Great fight and like all Wheeler fish just big butterballs. Lol. Too bad weather changed and for tourney we only got 3 fish for 52 lbs. 32 nd place out of 78 teams. All fish taken trolling/dragging fresh skipjack. Ill be back to Wheeler in March for the National Cabelas King Kat tourney and then again in April for the Seaark Invitational. Love those big fish down there so maybe ill break my PB again this year

Salmonid


----------



## KaGee (Sep 8, 2006)

Holy Cow!


----------



## Marshall (Apr 11, 2004)

Nice job. That fish is huge.


----------



## EStrong (Jul 23, 2014)

Both of those are nice fish, Well Done!


----------



## ML1187 (Mar 13, 2012)




----------



## Fisherman 3234 (Sep 8, 2008)

Awesome job Mark!!!


----------



## chris1162 (Mar 12, 2008)

Those are some fatttt fish!

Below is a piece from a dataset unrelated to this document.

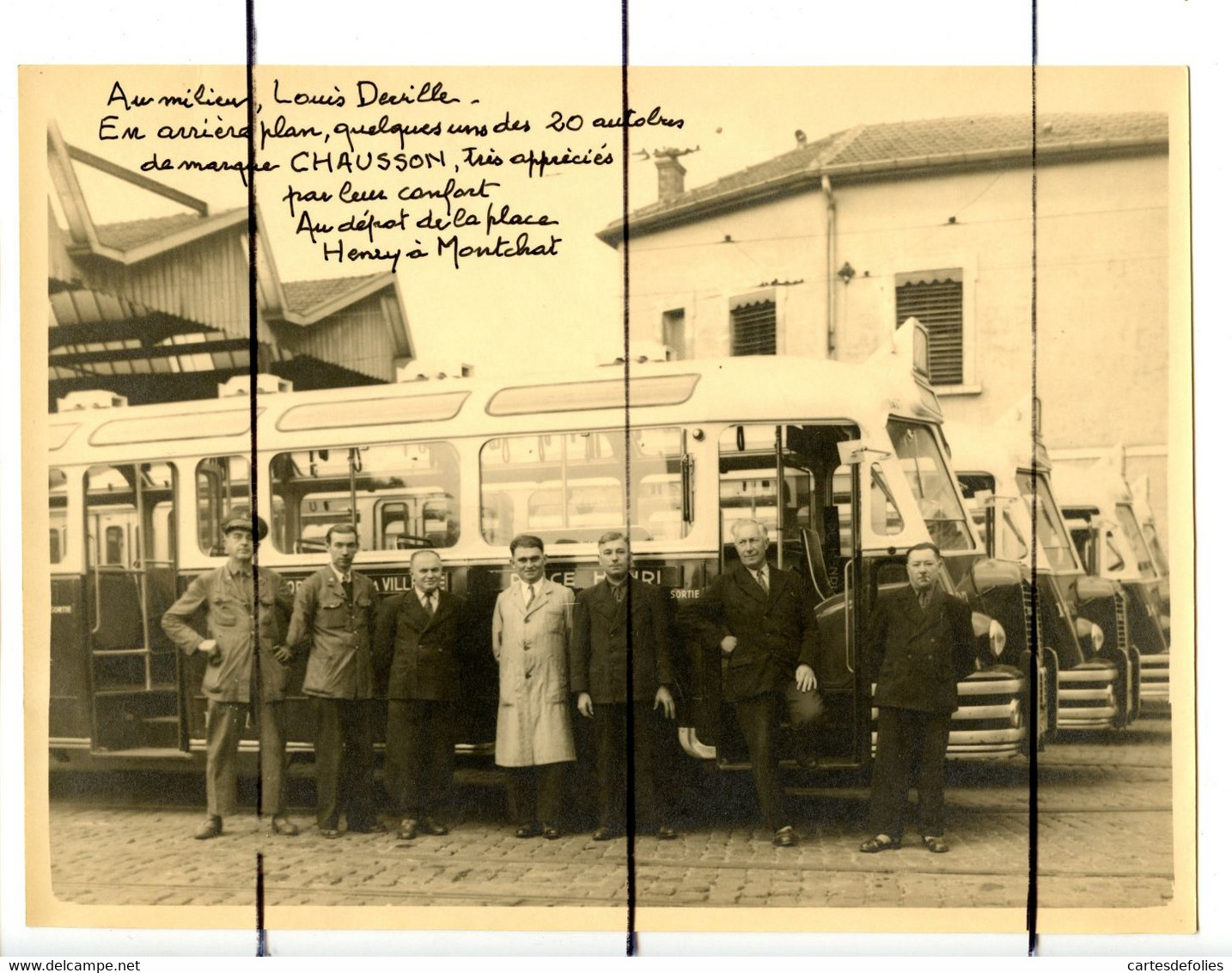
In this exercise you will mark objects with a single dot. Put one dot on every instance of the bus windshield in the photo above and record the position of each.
(1130, 528)
(928, 474)
(1156, 545)
(1049, 524)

Congrats again!


----------



## Roscoe (Jul 22, 2007)

Great catches on those beautiful fattys. Hope you get another PB. Good Luck.


Roscoe


----------



## zaraspook (Jun 16, 2009)

Ryan's is massive! Mark's fish is simply a behemoth! Amazing pair of fish.


----------



## TheCream (Mar 19, 2009)

Looks like a keg with fins. Awesome fish!


----------



## polebender (Oct 29, 2011)

Great looking cats! Congrats on your new PB! A great way to end the year! Congrats!


----------



## sherman51 (Apr 12, 2011)

always love hearing from you out of state guys. I always post some pictures of some of the fish we catch on my ice fishing trip to florida. but haven't caught nothing as large as your blues. AWESOME fish.
sherman


----------



## dytmook (May 3, 2015)

She's a beauty.


----------



## Salmonid (Apr 14, 2004)

The amazing part of the Tn river chain is the insane indescribable amount of bait there is. Half the time your fish finder doesnt work right because youll be over a 10 acre sized school of threadfin shad. (Thats no exaggeration either) and that school will be 10-20 ft thick. Its no wonder everything down there is short and fat!! Plus add a longer growing season and its a WinWin for everyone


----------



## Pike (Apr 7, 2004)

Congrats Mark!


----------



## whodeynati (Mar 12, 2012)

Awesome job! 
Going back 2 more times... even better. PBs WILL be broken!


----------